A good example is the scene where Griffin has maneuvered Brad into joining his play. Brad decides to take over the production and wants to make wholesale changes. Griffin excitedly agrees to Brad’s suggestions. The dopey hunk’s ideas are ridiculously farcical, belonging to a totally different comedy genre, but we can live with that, because it’s Griffin’s experience that matters here. Blunck again gives a beautifully subtle performance, showing us Griffin’s confused delight and excitement at choosing to submit to a man he’s starting to love. He’s even prepared to sacrifice Regrets of Autumn for a shot at romance! We’ve seen Griffin’s dad is a dud, we’ve seen how his sexual repression is starting to hamper his social development, we’ve seen his achingly desperate need for an artistic mentor. And what he gets in reply is a stone cold block. Brad is not remotely in the room for Griffin’s entire solo performance.

4brad 5a
Brad has something important to discuss with Griffin. ("I'm over here, big fella!")

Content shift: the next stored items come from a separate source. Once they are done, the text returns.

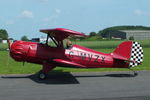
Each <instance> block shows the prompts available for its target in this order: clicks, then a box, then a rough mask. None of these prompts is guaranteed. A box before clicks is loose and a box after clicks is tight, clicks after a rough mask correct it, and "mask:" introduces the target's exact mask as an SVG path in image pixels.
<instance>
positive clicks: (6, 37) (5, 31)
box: [0, 29, 8, 40]
mask: <svg viewBox="0 0 150 100" xmlns="http://www.w3.org/2000/svg"><path fill="white" fill-rule="evenodd" d="M0 38H1V39H2V40H7V39H8V33H7V31H6V30H5V29H0Z"/></svg>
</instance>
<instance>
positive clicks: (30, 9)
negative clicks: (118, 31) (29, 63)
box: [0, 0, 150, 39]
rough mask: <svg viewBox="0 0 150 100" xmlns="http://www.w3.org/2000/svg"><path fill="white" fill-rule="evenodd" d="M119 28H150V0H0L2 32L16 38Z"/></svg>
mask: <svg viewBox="0 0 150 100" xmlns="http://www.w3.org/2000/svg"><path fill="white" fill-rule="evenodd" d="M117 25H143V26H150V0H0V29H6V30H7V31H8V33H9V36H10V37H12V38H14V39H20V37H21V36H23V35H26V36H28V37H29V38H32V37H41V36H45V35H44V34H43V33H40V32H39V30H40V29H48V28H57V27H59V28H67V29H71V30H75V31H79V32H84V33H86V34H89V32H92V31H94V32H98V31H99V30H101V29H104V28H107V27H111V26H117Z"/></svg>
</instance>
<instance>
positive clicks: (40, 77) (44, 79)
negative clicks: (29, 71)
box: [38, 71, 47, 80]
mask: <svg viewBox="0 0 150 100" xmlns="http://www.w3.org/2000/svg"><path fill="white" fill-rule="evenodd" d="M38 78H39V79H40V80H45V79H46V78H47V74H46V73H44V72H42V71H40V72H39V74H38Z"/></svg>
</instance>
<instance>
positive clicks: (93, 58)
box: [69, 51, 106, 63]
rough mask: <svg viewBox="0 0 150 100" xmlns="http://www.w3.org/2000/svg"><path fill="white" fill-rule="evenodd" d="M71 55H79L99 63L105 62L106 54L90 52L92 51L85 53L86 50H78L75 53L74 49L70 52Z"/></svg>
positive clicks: (82, 59) (78, 55) (86, 59)
mask: <svg viewBox="0 0 150 100" xmlns="http://www.w3.org/2000/svg"><path fill="white" fill-rule="evenodd" d="M69 57H70V58H74V57H79V58H80V59H81V60H87V61H94V62H98V63H105V58H106V57H105V56H102V55H98V54H90V53H84V52H78V53H74V51H70V52H69Z"/></svg>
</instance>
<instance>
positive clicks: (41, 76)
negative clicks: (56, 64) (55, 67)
mask: <svg viewBox="0 0 150 100" xmlns="http://www.w3.org/2000/svg"><path fill="white" fill-rule="evenodd" d="M54 68H55V65H53V64H49V63H43V68H42V70H41V71H40V72H39V73H38V78H39V79H41V80H45V79H46V78H47V74H48V72H49V71H51V70H52V69H54Z"/></svg>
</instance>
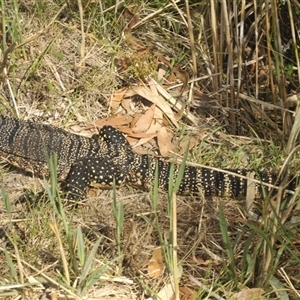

Eventually the scales fall from Griffin’s eyes and he sees Brad for repellent non-human that he is. The climactic scene was darker than a film like this calls for, but, possibly to remove any doubts from the audience’s mind, it was thought wise to give Brad a bonus layer of nastiness to complement his excruciating idiocy.

A light-hearted comedy-drama like this most often resolves with the mistaken protagonist realising who their true love really is. Mr. Darcy, it turns out, was a hottie all along. Such a character is obviously off-limits for a film like this, despite the boy’s need echoing so loudly round his solo padded cell. Such a character would be required to exhibit the qualities of a Sean Nokes from Sleepers or the Grabber from The Black Phone. And that would have queered the flick even more than Borwood Brad managed.

Perhaps director Nicholas Colia can be excused for this mangled effort at storytelling; understandably, he wanted people to watch his debut feature without burning the cinema, and possibly his career, to the ground. Then again, perhaps he can be condemned according to his own principles. "Borwood," the irredeemably bourgeois suburb, was the artist’s familiar rebellious poke at his oppressive, conformist surrounds. Perhaps if Colia had lived up to his own faux-cry for artistic independence we might have had a movie worth talking about in times to come, rather than one certain to quickly disappear without trace in the dust of Pride and Prejudice.